We then investigated the impact of FHL2 on ITGB1 expression and the FAK/MAPK signaling pathway activation (Fig. 4E, F). FHL2 overexpression in A549 and H1299 cells significantly increased ITGB1 protein levels and the phosphorylation of FAK (Tyr397) and ERK (Thr202+Tyr204) after irradiation (Fig. 4G). Conversely, FHL2 knockdown in A549R and H1299R cells reduced pFAK and pERK levels, especially post-irradiation. Immunofluorescence analysis revealed that FHL2 upregulation correlated with enhanced FAK phosphorylation and focal adhesion aggregation (Fig. 4H). Meanwhile, FHL2 downregulation in radioresistant cell models was accompanied by a decrease in phosphorylated FAK level, although to a lesser extent than the increase from FHL2 upregulation. To further elucidate the role of FAK in this process, we utilized PF-562271, a selective inhibitor of FAK activation, at a concentration of 5 µM. Colony formation assays and CCK-8 assays demonstrated that inhibiting FAK activation countered the increased post-radiation cell survival from FHL2 overexpression (Fig. 4I and Supplementary Fig. 4A, B), and resulted in reduced phosphorylation levels of FAK and ERK (Fig. 4J, K). Thus, inhibiting FAK reversed FHL2-mediated radioresistance and suppressed downstream MAPK activation. These findings suggest that FHL2 regulates the FAK/MAPK signaling pathway in NSCLC radioresistance.

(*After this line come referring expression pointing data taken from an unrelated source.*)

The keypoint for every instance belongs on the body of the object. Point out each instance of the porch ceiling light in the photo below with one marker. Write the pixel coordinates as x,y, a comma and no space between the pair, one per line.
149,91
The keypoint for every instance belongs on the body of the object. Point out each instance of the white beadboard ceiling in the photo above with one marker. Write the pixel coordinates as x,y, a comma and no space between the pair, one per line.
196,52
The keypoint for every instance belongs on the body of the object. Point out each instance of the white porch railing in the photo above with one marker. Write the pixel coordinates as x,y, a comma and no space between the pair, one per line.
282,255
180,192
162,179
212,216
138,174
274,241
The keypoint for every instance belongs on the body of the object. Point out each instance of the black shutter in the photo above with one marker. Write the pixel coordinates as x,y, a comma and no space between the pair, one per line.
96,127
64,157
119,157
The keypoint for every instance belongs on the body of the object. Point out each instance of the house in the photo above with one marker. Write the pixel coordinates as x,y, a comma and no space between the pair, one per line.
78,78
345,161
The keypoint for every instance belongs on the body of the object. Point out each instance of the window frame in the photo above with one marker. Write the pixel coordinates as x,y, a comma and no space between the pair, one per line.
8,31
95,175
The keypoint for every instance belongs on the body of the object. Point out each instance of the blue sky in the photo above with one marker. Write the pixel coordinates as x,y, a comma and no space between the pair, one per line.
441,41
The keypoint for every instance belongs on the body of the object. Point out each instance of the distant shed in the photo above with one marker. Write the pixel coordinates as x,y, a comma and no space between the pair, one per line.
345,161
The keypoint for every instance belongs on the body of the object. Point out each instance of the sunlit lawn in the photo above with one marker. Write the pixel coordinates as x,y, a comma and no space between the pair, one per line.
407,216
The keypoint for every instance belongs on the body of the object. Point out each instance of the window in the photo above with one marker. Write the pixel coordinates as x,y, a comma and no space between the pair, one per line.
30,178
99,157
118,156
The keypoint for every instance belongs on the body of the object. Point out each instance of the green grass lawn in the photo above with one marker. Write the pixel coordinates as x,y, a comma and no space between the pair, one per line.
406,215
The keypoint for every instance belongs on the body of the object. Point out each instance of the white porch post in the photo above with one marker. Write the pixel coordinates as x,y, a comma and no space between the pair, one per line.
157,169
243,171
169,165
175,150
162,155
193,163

FHL2 interacts with ITGB1 and promotes its stabilization in NSCLC
Regarding the mechanism of FHL2 regulation of ITGB1, PCR analysis revealed that FHL2 has no significant effect on ITGB1 transcription (Supplementary Fig. 5A, B). However, FHL2 knockdown in A549 or H1299 cells led to a marked reduction in ITGB1 protein levels, suggesting that FHL2 regulates ITGB1 post-transcriptionally by modulating its degradation (Fig. 5A, B). Further investigation using interaction predictions from the GeneMANIA database (Supplementary Fig. 6) and protein-protein docking analysis via ZDOCK showed a top docking score of 1415.316 and a binding free energy of −37.89 kcal/mol (Fig. 5C). Visualizations revealed multiple hydrophobic interactions, eight hydrogen bonds, and one salt bridge between ITGB1 and FHL2, suggesting a stable and specific interaction (Fig. 5D, E). Immunofluorescence assays revealed significant co-localization of FHL2 and ITGB1 in A549 and H1299 cells (Fig. 5F, G). Pearson correlation coefficients quantifying the association between FHL2 and ITGB1 reached 0.91 in A549 and 0.78 in H1299 cells, confirming significant colocalization (Supplementary Fig. 7A, B). This interaction was further validated by co-immunoprecipitation assays revealing direct physical binding (Fig. 5H).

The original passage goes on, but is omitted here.